Hawkins met up with Lee and some of his former team-mates at last Thursday’s Celebration of Champions event organised by the Blackburn Rovers Former Players Association to honour the ’75 and ’95 title-winning teams.

And the centre-back, who went on to make 121 appearances for Rovers after making the move from Preston North End, admits it brought the memories flooding back.

“Gordon was a great influence,” said Hawkins, who was named in the 1974-75 PFA Third Division Team of the Year alongside goalkeeper Roger Jones and full-back Andy Burgin.

“I’d been brought up at Wolverhampton Wanderers and I was a defender who went to head it, stopped people from scoring, and kicked the ball up the other end of the field.

“So I had the shock of my life when I had my first training session at Altham and Gordon set it up, with Roger in goal and the back four, and he said, ‘right, this is how we’re going to play’.

“He turned round to myself and said, ‘you’re going to get the ball off Roger’, and I went blank.

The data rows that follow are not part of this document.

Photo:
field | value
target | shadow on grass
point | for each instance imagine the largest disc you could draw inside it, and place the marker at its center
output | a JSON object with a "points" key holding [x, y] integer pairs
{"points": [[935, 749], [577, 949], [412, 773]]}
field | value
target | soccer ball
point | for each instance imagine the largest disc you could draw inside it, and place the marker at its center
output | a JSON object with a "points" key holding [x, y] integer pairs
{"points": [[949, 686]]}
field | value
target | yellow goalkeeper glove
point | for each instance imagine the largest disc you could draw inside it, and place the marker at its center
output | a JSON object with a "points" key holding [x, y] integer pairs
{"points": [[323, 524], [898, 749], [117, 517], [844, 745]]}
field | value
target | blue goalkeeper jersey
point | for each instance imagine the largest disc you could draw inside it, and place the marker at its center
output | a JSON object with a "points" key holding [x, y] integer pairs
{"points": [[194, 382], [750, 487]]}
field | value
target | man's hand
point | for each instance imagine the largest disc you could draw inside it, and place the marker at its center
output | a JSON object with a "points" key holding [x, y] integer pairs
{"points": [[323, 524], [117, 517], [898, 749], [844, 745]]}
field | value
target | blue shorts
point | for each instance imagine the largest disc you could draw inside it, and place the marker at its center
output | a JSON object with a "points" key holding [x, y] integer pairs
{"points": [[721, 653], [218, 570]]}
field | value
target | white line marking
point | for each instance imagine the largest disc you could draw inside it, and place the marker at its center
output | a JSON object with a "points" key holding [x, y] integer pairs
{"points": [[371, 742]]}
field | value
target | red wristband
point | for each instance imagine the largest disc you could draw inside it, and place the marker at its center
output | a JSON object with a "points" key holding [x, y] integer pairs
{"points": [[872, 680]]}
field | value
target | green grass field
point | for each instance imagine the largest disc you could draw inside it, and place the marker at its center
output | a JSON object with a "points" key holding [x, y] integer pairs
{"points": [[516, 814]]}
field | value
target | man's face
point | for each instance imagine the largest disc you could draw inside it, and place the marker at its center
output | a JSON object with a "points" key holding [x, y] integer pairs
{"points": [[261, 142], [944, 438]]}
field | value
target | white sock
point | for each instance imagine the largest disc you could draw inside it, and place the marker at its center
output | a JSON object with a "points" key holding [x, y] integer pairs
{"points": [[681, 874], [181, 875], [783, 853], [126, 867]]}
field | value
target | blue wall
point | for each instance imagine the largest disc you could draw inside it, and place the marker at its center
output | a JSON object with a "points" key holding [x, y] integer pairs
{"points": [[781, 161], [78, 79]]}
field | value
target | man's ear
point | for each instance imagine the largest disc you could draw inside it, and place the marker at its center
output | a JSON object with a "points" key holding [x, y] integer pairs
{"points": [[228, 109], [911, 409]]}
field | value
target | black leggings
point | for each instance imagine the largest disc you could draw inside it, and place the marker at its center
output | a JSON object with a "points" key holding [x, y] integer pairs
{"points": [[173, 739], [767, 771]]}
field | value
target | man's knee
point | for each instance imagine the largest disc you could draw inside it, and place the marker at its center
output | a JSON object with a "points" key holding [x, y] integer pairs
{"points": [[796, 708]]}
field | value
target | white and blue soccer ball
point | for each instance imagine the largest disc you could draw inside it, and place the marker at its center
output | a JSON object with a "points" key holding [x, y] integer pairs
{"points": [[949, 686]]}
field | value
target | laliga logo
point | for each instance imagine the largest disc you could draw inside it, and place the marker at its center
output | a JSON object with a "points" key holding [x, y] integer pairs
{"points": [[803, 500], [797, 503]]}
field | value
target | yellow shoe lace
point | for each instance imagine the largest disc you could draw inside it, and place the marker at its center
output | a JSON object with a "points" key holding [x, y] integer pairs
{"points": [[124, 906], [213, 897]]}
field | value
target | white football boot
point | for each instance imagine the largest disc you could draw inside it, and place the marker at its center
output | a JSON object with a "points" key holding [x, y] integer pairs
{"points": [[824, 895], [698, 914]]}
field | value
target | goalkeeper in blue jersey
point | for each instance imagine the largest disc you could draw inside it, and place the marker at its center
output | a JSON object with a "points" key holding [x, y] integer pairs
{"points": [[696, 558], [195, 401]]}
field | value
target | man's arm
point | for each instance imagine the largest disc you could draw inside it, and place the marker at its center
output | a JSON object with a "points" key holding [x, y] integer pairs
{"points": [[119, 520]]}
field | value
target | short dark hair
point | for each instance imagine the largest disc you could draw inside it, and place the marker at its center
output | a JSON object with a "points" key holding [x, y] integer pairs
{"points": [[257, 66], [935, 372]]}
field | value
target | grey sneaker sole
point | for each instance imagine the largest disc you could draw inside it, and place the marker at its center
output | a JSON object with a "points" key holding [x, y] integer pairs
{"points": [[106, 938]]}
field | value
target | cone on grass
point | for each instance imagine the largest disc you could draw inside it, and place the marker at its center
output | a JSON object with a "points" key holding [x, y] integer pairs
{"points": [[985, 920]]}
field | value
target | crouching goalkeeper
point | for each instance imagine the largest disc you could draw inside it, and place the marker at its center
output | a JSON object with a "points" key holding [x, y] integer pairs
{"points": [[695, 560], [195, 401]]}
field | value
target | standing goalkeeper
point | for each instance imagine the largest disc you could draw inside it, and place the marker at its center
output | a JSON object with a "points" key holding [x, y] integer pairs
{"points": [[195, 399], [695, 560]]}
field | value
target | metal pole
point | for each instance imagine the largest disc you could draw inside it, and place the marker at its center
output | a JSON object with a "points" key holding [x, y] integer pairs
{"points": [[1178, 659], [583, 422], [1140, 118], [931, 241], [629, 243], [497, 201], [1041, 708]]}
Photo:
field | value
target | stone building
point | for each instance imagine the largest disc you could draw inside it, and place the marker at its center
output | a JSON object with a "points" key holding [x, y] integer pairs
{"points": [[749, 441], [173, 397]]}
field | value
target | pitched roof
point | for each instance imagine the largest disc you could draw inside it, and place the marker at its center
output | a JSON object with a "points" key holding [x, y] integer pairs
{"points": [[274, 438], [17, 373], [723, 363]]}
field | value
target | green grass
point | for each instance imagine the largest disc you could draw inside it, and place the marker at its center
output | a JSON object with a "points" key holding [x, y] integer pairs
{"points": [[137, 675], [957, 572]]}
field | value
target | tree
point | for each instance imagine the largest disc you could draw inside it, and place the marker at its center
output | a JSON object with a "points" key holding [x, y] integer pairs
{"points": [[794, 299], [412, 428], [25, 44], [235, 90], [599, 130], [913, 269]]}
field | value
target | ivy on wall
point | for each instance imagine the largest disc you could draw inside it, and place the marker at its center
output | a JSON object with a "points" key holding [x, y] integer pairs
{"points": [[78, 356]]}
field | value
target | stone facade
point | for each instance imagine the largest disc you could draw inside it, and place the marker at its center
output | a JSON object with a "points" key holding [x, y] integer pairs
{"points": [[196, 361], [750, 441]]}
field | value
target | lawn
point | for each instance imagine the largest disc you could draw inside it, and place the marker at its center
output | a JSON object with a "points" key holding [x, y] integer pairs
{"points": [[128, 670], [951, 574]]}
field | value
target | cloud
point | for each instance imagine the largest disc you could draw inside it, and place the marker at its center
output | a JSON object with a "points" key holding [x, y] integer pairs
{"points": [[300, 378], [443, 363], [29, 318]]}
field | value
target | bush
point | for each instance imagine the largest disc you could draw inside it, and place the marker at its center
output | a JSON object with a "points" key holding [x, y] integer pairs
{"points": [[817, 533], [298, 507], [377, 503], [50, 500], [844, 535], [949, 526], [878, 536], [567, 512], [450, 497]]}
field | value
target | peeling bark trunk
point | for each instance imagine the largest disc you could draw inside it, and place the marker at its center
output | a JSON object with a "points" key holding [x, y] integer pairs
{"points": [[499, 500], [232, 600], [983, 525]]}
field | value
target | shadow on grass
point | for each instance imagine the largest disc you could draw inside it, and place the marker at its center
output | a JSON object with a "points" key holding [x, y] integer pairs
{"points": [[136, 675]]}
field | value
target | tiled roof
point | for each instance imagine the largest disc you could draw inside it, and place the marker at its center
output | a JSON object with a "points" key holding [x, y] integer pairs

Nobody had asked me to do that before.

“But that was how we played, that was Gordon and nobody else.

“It took time but he was very patient and as long as everybody did their very best, he’d take the mistakes, but if anybody ducked and dived, they’d get a bit of a hammering.

“I remember when we were coming toward the end of the season, I thought ‘we’ve got one hell of a chance’.

“And of course the famous game was when we won 2-0 at home to Chesterfield to seal promotion.

“We then drew 0-0 with Wrexham, but as it ended up, it was enough for us to win the championship and the rest is history.

“When you win the title and win promotion, after all the trials and tribulations that have gone before it, and the fans join in and come on the pitch, that’s what it’s all about.”

Hawkins’ centre-back partner for the second half of the season was the club’s record appearance holder, Derek Fazackerley.

Rovers legend Fazackerley, who lost his place at the start of the campaign to John Waddington, said: “It’s incredible – 40 years seems like yesterday.

“What we achieved was trumped 20 years later by the Premier League team but at that particular time it was a big achievement for Blackburn as we had slipped into the old Third Division.

“And particularly for players like myself, because I’d been involved in the club being relegated three seasons before.

“We started off the season with the intention of doing well. Gordon had come in three or four months toward the end of the previous season and then really set his marker down in the summer by bringing in three or four players like Graham Hawkins, Ken Beamish and Graham Oates.

“We hit the ground running and carried that on. It was a fantastic season.”